Closed jeffeb3 closed 5 years ago
Doesn't GitHub do that for you? Or are you thinking of pushing updates to users who don't have GitHub accounts and aren't watching the project? Version numbers should be easy, and IIRC in the past I've seen them auto-generated when master is updated, though the version numbering is best handled then by x.y.z.buildno instead of x.y.z. You just keep your development branches active and only update master when you merge in changes from a development branch. A change log is a function of Git itself, though it might be better to have a text document as part of master that gets manually updated instead of putting all the little changes in automatically.
How do we visualize this being actually used? Will each user have a PC running Sandify that outputs gcode they then put into the ZenXY card slot? Or will there be a public website they can use to generate the code?

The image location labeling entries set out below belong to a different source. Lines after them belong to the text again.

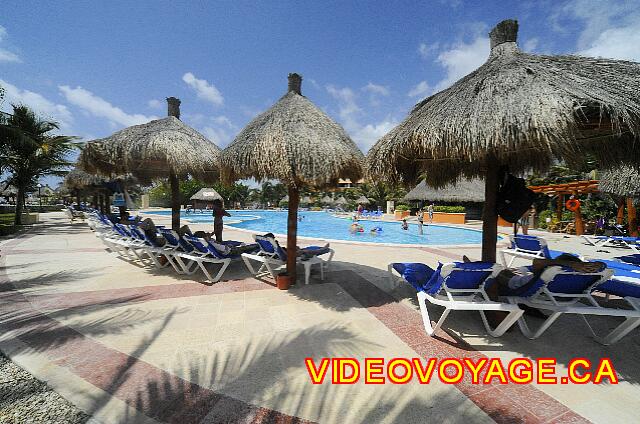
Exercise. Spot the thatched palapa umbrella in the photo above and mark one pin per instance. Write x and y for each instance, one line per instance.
(298, 144)
(461, 191)
(327, 200)
(163, 148)
(363, 200)
(623, 182)
(341, 201)
(518, 110)
(205, 195)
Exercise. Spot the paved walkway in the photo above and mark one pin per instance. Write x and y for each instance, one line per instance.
(128, 344)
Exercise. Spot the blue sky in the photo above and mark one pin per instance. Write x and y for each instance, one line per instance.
(97, 67)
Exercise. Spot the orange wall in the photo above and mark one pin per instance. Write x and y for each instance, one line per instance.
(448, 218)
(503, 223)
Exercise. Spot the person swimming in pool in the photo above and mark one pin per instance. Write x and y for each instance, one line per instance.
(356, 228)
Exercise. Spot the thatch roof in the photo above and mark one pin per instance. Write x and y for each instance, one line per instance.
(519, 109)
(295, 142)
(153, 150)
(9, 191)
(327, 199)
(79, 179)
(623, 181)
(206, 194)
(462, 191)
(341, 201)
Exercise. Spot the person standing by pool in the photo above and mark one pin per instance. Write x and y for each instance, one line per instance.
(218, 214)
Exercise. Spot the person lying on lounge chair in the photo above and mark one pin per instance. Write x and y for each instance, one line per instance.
(305, 254)
(514, 281)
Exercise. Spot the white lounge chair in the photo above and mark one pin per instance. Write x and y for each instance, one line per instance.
(458, 286)
(527, 247)
(562, 290)
(271, 257)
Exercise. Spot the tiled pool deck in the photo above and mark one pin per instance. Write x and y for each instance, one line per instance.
(128, 344)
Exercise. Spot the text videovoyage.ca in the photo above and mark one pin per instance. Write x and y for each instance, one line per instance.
(453, 370)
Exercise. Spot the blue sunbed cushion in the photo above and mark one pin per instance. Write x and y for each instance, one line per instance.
(416, 274)
(631, 259)
(619, 288)
(562, 283)
(315, 250)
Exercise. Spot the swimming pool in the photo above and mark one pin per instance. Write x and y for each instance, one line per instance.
(324, 225)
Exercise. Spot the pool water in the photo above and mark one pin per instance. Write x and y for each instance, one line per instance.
(324, 225)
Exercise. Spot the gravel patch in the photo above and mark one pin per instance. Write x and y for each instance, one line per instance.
(25, 399)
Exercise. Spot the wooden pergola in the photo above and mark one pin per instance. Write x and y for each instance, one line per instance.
(573, 188)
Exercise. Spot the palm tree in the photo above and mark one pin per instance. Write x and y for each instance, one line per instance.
(33, 151)
(378, 193)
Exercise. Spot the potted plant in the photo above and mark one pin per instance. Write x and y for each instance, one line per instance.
(283, 281)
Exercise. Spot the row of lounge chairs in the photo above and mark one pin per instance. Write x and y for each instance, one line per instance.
(558, 290)
(613, 241)
(371, 214)
(188, 254)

It seems like the latter would be easier to deal with. The public site (https://vicious1.com/Zenify?) would be automagically updated when the project is updated. Users who want to play with it locally can, but they'd be encouraged to handle updates and such themselves manually when someone official posts that there's a new version in the appropriate forum. That's how we handled game servers in Mangband...
I guess what I was thinking is that the webpage itself would be version, and have a user relatable changelog. But, even after reviews, I don't want to break the published version of sandify, so ideally there would be some users willing to run it on their home computers to test a developer branch and the GitHub.io site would be more stable. I was thinking users might want to subscribe to updates and I could email out when it gets changed. So if we added the jpeg to traveling salesman thing, then when it went from stable to master, it would let everyone know, and they could use it
James and I were thinking it would start as a shared website that generates gcode for you to save. But ultimately, people would be able to install it similar to octoprint on a machine connected to the machine, and it would send the gcode live. That part has had 0 work done, but it was considered when we developed the arch.
Also, although sandify was created for ZenXY, I think it makes sense to keep an arms length away. Ryan doesn't have the resources to maintain the code himself and there are thousands of machines this should work for. Hopefully, some day, someone from those other camps will start contributing, and that should lead to better code for everyone.
Now that ZXY is in the wild, people will start to really "need" this tool. I don't think it's feasible to have previous versions working, but I wouldn't mind having a developer/staging branch and a stable/deployed branch. Then the next thing is to add version numbers, and figure out a way to post a changelog and a way to announce any new features to users.
Anyone have any thoughts on a good way to do that?